Kill Switch: The Rise of the Modern Senate and the Crippling of American Democracy
Adam Jentleson - 2021
Although they do not represent a majority of Americans—and will not for the foreseeable future—today’s Republican senators possess the power to block most legislation. Once known as “the world’s greatest deliberative body,” the Senate has become one of the greatest threats to our democracy. How did this happen?In Kill Switch, Senate insider Adam Jentleson contends that far from reflecting the Framers’ vision, the Senate has been transformed over the decades by a tenacious minority of white conservatives. From John Calhoun in the mid-1800s to Mitch McConnell in the 2010s, their primary weapon has been the filibuster, or the requirement that most legislation secure the support of a supermajority of senators. Yet, as Jentleson reveals, the filibuster was not a feature of the original Senate and, in allowing a determined minority to gridlock the federal government, runs utterly counter to the Framers’ intent.For much of its history, the filibuster was used primarily to prevent civil rights legislation from becoming law. But more recently, Republicans have refined it into a tool for imposing their will on all issues, wielding it to thwart an increasingly progressive American majority represented by Barack Obama’s agenda and appointees.

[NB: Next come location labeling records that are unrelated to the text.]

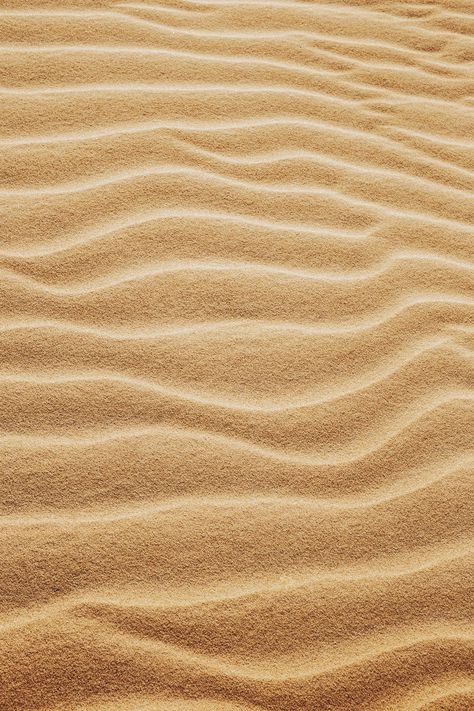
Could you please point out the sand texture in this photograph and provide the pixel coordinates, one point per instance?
(236, 339)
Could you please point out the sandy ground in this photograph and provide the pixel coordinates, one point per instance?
(236, 338)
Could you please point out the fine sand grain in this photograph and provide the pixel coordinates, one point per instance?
(237, 355)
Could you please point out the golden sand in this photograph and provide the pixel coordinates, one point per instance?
(236, 337)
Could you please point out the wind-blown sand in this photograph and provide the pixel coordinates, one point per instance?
(236, 337)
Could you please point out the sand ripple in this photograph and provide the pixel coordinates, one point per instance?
(237, 338)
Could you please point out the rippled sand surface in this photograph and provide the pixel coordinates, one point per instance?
(236, 373)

Under Donald Trump, McConnell merged the filibuster with rigid leadership structures initially forged by Lyndon Johnson, in the process surrendering the Senate’s independence and centrality, as infamously shown by its acquiescence in Trump’s impeachment trial. The result is a failed institution and a crippled democracy.Taking us into the Capitol Hill backrooms where the institution’s decline is most evident, Jentleson shows that many of the greatest challenges of our era—partisan polarization, dark money, a media culture built on manufactured outrage—converge within the Senate. Even as he charts the larger forces that have shaped the institution where he served, Jentleson offers incisive portraits of the powerful senators who laid the foundation for the modern Senate, from Calhoun to McConnell to LBJ’s mentor, Richard Russell, to the unapologetic racist Jesse Helms.An essential, revelatory investigation, Kill Switch ultimately makes clear that unless we immediately and drastically reform the Senate’s rules and practices—starting with reforming the filibuster—we face the prospect of permanent minority rule in America.